Page 6 of Love & Rockets

Chapter 2

Darla crossed her arms over her chest and the tailored white shirt she wore pulled tight at the seams. As she glared at Jake Dalton’s back, she tried not to notice how well his stark black tuxedo jacket clung to broad shoulders and tapered down to narrow hips in a perfect vee. He wore a tuxedo as easily as he might wear a second skin. She supposed, in a way, wearing a monkey suit was natural for him. The Dalton family was blessed. Not just with good looks and an unsullied reputation. They had brains and they weren’t afraid to flaunt them. Darla had always liked that about them. Even when Jake’s younger brother, Brian, was blowing the curve for the rest of them.

Young John Junior. That’s what Zelda Jo called Jake Dalton. Most of the time, Darla didn’t pay much attention to the older waitresses movie star comparisons. She had one for everyone. She’d dubbed Jake as John F. Kennedy Jr. long before Darla started working there, and there was no point in arguing. A late night internet search proved the comparison to be dead-on. There was no point in saying otherwise anyhow. Zelda Jo was the boss man’s main squeeze. And she kept twenty years’ worth of People magazine issues stored in the shed behind the barbecue shack.
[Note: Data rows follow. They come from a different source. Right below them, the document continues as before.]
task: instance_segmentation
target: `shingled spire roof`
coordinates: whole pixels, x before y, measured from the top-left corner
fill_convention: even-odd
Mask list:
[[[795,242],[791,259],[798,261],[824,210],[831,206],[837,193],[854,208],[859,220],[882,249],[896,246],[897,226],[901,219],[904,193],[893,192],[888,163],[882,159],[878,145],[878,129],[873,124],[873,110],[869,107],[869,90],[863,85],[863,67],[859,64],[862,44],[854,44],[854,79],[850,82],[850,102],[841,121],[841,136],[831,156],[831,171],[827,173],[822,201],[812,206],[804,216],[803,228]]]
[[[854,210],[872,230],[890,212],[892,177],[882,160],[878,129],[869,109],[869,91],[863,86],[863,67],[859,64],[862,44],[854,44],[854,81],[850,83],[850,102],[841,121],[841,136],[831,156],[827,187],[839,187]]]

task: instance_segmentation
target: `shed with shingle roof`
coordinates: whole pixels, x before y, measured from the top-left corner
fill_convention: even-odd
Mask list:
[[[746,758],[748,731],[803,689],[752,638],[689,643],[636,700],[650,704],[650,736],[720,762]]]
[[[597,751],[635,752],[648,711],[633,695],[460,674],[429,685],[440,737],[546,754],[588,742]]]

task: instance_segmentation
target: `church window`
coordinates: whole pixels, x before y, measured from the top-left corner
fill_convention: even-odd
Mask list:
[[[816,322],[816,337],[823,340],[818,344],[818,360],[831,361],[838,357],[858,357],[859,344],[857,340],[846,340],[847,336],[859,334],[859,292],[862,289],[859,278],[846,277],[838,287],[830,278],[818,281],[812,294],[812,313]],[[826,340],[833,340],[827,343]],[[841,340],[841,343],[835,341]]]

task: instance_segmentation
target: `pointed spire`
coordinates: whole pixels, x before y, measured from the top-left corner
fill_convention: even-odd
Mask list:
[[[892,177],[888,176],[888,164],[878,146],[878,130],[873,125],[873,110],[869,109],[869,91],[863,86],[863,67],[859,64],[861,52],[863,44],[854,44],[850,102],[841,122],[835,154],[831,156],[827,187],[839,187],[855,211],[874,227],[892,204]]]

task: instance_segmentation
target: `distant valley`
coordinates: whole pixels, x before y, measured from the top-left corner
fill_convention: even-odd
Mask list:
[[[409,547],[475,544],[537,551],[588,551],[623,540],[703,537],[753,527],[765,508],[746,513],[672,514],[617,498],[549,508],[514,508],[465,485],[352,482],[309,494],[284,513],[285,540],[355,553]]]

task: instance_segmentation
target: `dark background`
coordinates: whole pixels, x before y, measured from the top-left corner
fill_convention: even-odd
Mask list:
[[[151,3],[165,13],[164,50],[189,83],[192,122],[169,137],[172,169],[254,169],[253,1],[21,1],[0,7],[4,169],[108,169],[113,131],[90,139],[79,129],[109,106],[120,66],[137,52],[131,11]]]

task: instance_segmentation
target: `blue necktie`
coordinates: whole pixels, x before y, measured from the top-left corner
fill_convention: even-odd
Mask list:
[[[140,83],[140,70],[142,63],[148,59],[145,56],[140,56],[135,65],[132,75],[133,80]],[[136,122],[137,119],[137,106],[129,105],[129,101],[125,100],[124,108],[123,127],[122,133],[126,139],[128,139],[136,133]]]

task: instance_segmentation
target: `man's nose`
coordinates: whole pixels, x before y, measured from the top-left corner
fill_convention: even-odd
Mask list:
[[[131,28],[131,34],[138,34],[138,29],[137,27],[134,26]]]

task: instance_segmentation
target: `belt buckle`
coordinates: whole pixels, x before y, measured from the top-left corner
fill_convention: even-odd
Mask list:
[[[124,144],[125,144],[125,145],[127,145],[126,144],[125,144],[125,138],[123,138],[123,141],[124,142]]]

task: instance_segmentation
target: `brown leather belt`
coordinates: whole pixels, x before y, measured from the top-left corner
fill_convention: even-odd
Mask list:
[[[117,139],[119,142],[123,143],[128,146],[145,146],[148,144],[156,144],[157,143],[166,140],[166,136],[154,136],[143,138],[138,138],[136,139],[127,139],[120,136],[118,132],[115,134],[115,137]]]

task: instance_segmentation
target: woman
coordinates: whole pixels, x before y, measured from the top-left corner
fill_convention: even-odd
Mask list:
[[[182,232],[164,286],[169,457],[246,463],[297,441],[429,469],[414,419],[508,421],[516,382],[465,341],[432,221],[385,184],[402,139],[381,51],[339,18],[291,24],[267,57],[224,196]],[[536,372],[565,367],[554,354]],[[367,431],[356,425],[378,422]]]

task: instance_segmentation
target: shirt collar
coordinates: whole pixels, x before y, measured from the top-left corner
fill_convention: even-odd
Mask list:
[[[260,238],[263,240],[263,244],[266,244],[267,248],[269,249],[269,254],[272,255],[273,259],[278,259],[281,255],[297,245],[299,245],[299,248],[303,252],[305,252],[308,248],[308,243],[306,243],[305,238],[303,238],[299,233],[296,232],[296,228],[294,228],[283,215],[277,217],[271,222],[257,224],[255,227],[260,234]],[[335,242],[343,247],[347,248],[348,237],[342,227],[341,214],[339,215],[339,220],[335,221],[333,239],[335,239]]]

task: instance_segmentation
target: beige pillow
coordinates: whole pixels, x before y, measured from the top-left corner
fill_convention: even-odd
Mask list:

With his lean, angular features, thick dark hair, and earnest brown eyes, Jake Dalton did indeed resemble the late president’s late son.

But Jake was alive. Very much alive. Handsome in a way that made a girl jittery, but always kind and respectful. Funny in an awkward sort of way. But sure of who he was. Even back in high school. That confidence was one of the things that appealed most to her. She’d had a major crush on him through her sophomore year, but he’d never noticed her. Of course, he was a senior. And, unlike his brother, Brian, he was popular. With both the boys and the girls.

Bet he noticed her now.

Mortification burned in the pit of her stomach with the heat of a thousand suns. Darla coughed up a silent laugh at her lame joke, then shifted her focus to the table beside her. The diorama of the solar system stretched the diameter of the seventy-two-inch round top. Splotches of the evening’s dinner dotted the heavy white linen. There was a large brown stain left from someone’s slopped mousse cup. Knowing Grace, she’d probably repurposed the glob as an asteroid, meteorite, or some other kind of space flotsam. And, from what she knew about Jake Dalton, he’d probably been able to give her terrifyingly bright baby the proper name. Not something silly like Andy Asteroid or Mario the Meteor. A scientific name. One more along the lines of Cassius or AvalonXJ5.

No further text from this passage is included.